I wrote yesterday of a very powerful experience during the night – I called it a nightmare because parts of it were terrifying to me, others would call it a dream and I am still feeling it and thinking about it. It felt something like an exorcism to me, something powerful passing through me, something deep and old. I have been stirring the pot a lot lately, turning inward: meditation shamanic soul retrieval, spiritual counseling. Something important was bound to come up and it did – an extraordinary dream in which I turned to my parents for help, felt as safe as I have ever felt, and then awoke in terror to the realization that they are dead and I alone can help me deal with my life.
Many of you have read my writing or heard me talk about the power of attachment theory, John Bowlby’s landmark research into the birth of anxiety in pre-verbal infants whose mothers and fathers do not sense their worry and do not or cannot comfort and soothe them. I believe – so do many attachment theorists – that Bowlby’s theories apply to people and their animals as well, in that humans constantly replay attachment issues in their own lives with their pets, especially dogs, cats and horses. When I wrote “The New Work Of Dogs,” I studied attachment theory and I learned to see people and their animals and tell them what their mothers are like. Maria calls this my hat trick, and it rarely is off the mark. Our interactions with our pets are like video replays of our own attachments, or lack of them. They are records of our own emotional histories. We love to talk about what our pets think, but are not so quick to explore what we are thinking when we choose and live with animals, when we adopt and rescue them, when we project so many things onto them.
I believe my dream was powerful on many levels, and one of them was that I believe it led me to understand the birth of fear in me. I have strong memories of being alone and frightened in dark rooms, and of calling for help and learning that no one would come. This is a template for many of my night and other fears about the world. I consider myself pretty strong, and others who know me consider me strong, but not always at night, not when I am alone feeling fear. In my dream, I called out to my parents, and was comforted by the idea that they were there. I felt a strong sense of peace and safety.
Then I woke up and remembered that they were not, they were never there in that way.
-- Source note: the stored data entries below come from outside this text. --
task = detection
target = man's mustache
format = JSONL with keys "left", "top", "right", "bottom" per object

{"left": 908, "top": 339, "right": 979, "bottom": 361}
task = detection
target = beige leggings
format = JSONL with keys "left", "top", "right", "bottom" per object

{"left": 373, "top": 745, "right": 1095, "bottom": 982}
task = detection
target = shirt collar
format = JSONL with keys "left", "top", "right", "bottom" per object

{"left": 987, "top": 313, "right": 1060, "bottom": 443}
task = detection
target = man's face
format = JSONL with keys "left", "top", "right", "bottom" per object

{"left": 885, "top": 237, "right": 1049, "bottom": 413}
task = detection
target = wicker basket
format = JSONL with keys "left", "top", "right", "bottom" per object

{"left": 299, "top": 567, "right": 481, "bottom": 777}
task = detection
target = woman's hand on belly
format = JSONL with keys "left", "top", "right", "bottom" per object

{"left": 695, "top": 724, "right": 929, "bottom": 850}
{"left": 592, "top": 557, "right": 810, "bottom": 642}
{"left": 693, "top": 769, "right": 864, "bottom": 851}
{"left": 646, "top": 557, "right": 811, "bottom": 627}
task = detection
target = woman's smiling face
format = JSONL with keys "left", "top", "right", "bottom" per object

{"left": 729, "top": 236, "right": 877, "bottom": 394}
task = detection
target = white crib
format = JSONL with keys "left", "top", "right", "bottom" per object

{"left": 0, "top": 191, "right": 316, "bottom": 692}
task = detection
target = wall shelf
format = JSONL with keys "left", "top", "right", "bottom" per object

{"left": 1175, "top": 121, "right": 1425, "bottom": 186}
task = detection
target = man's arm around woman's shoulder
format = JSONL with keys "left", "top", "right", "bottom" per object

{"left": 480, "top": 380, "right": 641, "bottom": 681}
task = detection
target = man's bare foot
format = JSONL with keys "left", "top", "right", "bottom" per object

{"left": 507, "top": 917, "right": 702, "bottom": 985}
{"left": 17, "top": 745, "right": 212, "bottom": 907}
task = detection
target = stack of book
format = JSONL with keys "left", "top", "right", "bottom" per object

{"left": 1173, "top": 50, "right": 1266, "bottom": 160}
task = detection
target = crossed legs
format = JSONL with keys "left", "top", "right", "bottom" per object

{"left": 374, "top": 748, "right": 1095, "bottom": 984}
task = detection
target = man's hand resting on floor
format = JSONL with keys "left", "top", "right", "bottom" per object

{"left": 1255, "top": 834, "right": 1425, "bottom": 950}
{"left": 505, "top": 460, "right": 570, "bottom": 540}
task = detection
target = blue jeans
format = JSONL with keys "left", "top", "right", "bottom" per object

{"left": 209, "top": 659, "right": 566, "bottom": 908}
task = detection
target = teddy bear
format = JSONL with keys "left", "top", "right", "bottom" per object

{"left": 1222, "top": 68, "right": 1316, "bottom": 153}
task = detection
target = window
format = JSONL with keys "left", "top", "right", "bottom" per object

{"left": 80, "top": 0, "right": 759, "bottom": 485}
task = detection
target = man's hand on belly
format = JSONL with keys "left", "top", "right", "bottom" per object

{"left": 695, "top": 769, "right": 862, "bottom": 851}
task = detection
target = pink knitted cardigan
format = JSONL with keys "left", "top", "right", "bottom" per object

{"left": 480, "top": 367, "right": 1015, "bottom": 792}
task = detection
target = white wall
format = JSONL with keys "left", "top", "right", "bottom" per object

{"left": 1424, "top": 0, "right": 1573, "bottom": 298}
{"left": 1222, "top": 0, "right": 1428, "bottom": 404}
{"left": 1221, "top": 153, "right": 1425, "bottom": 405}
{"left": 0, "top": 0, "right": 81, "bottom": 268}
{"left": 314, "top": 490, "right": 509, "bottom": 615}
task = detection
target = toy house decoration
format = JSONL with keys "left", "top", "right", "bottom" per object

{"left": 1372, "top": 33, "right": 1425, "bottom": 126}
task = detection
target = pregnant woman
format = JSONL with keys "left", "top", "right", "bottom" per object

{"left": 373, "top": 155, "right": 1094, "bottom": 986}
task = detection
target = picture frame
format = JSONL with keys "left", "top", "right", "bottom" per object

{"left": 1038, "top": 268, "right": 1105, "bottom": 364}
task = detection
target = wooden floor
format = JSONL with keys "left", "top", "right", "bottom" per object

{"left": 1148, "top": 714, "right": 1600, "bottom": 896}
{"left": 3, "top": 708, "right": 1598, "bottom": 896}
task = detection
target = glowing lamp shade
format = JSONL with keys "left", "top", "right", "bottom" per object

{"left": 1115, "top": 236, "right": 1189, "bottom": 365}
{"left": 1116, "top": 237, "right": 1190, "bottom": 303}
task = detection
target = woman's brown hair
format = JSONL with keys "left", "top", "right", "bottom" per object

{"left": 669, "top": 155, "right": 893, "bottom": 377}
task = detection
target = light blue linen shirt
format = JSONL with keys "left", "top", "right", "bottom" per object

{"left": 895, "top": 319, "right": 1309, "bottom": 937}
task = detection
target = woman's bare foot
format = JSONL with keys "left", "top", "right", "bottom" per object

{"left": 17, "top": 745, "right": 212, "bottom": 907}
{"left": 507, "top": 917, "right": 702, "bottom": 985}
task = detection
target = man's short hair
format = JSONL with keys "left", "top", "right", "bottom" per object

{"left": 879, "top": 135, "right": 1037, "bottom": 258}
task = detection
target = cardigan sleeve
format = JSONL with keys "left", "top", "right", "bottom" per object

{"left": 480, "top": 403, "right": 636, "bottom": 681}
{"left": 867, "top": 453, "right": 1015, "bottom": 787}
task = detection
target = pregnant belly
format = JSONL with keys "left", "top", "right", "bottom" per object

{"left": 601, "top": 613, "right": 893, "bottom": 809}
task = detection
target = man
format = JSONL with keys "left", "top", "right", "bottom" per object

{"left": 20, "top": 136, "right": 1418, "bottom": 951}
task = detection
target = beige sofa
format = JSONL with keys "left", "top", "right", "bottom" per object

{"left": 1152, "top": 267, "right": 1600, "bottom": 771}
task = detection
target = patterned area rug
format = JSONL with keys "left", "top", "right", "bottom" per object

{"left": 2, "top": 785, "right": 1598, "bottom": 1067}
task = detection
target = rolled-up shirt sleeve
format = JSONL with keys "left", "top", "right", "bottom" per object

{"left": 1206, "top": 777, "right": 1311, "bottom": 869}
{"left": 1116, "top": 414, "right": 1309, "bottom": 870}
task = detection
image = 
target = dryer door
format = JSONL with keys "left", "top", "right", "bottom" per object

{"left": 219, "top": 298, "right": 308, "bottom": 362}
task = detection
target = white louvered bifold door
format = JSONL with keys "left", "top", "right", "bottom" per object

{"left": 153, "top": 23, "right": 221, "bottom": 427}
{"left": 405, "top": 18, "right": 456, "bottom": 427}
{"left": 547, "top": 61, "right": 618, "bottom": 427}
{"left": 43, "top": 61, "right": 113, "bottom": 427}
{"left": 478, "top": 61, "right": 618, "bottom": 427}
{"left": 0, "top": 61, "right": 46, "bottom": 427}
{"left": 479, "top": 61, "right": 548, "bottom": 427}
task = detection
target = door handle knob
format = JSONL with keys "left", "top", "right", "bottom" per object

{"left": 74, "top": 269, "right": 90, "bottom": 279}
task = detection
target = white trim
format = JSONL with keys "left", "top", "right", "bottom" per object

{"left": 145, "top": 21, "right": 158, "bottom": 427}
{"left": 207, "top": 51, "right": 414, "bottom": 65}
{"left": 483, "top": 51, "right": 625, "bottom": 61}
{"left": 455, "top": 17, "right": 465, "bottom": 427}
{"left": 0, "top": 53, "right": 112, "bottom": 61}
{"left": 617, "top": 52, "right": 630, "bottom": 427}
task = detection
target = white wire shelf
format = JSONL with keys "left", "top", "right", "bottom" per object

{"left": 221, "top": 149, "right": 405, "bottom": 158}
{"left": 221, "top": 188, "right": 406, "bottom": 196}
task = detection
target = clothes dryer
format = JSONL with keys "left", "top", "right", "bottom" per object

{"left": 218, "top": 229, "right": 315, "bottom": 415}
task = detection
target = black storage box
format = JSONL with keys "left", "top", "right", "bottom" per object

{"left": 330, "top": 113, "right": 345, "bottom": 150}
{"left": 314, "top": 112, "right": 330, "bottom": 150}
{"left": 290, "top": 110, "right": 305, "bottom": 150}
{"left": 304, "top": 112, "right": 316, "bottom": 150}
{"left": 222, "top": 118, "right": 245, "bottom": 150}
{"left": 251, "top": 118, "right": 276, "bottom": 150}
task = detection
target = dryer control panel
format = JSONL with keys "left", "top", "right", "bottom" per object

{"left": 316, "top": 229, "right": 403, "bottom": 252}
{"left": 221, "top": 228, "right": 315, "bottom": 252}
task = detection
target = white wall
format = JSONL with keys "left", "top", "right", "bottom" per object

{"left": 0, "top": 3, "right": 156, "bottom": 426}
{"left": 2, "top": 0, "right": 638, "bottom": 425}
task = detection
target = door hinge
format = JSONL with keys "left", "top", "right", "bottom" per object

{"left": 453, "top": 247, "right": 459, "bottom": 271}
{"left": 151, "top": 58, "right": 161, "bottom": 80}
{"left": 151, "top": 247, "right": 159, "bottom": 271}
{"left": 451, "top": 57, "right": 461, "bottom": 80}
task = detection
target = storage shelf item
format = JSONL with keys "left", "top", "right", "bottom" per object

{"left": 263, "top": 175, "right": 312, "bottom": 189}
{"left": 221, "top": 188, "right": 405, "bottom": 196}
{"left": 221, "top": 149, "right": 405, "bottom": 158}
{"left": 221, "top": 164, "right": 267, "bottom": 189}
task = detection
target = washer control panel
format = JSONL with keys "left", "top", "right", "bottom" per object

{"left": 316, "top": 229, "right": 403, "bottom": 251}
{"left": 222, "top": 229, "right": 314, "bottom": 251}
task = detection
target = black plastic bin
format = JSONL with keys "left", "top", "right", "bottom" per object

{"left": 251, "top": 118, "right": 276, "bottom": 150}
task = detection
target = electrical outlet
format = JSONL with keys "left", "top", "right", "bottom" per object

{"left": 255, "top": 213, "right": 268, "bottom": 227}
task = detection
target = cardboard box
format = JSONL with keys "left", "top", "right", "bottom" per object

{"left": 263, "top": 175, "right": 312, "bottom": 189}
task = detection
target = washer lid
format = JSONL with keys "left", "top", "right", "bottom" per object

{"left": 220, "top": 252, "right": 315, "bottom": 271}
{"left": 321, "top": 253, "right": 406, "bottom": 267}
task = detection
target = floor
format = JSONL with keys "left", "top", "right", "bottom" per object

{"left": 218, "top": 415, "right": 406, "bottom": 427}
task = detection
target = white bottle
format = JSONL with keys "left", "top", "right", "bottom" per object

I have been working backwards for years to understand the source of my fear, the birth of anxiety. And I believe the work I have been doing – especially meditation and shamanic soul retrieval – brought me back to that time and place to show me two things: one that I was frightened and reached out for help, and secondly, that help is there, it is always there, that I am never alone. That was the peace and safety I felt, perhaps the most important part of the dream.
The terror I felt was old stuff, my old story, my struggle and lament tales, the stories of my consciousness and of my life until I awakened and began working on other stories. The shaman Carol Tunney said of my dream that fear is perhaps nothing more than the panic that comes when we forget that we are not alone. I think that is so. But I think the dream also showed me that I am alone in a sense. I have people around me that help me and love me, but they are not soothers, not enablers, they are not responsible for me. Maria and I love and support one another, but she can not make me feel safe in the world, only I can do that. When I call out to help, I am the one that has to answer, and affirm this: I can take care of myself, I am connected to many things more than myself, and I am learning that fear and panic do not work, they do not solve problems, they do not make anything better. For me, they have always made things worse. They don’t work for me any longer.
So my dream suggested that I continue to let them go. There is peace and safety, and it exists inside of me. Time for it to come out and into the light. Everything is a gift, even a nightmare.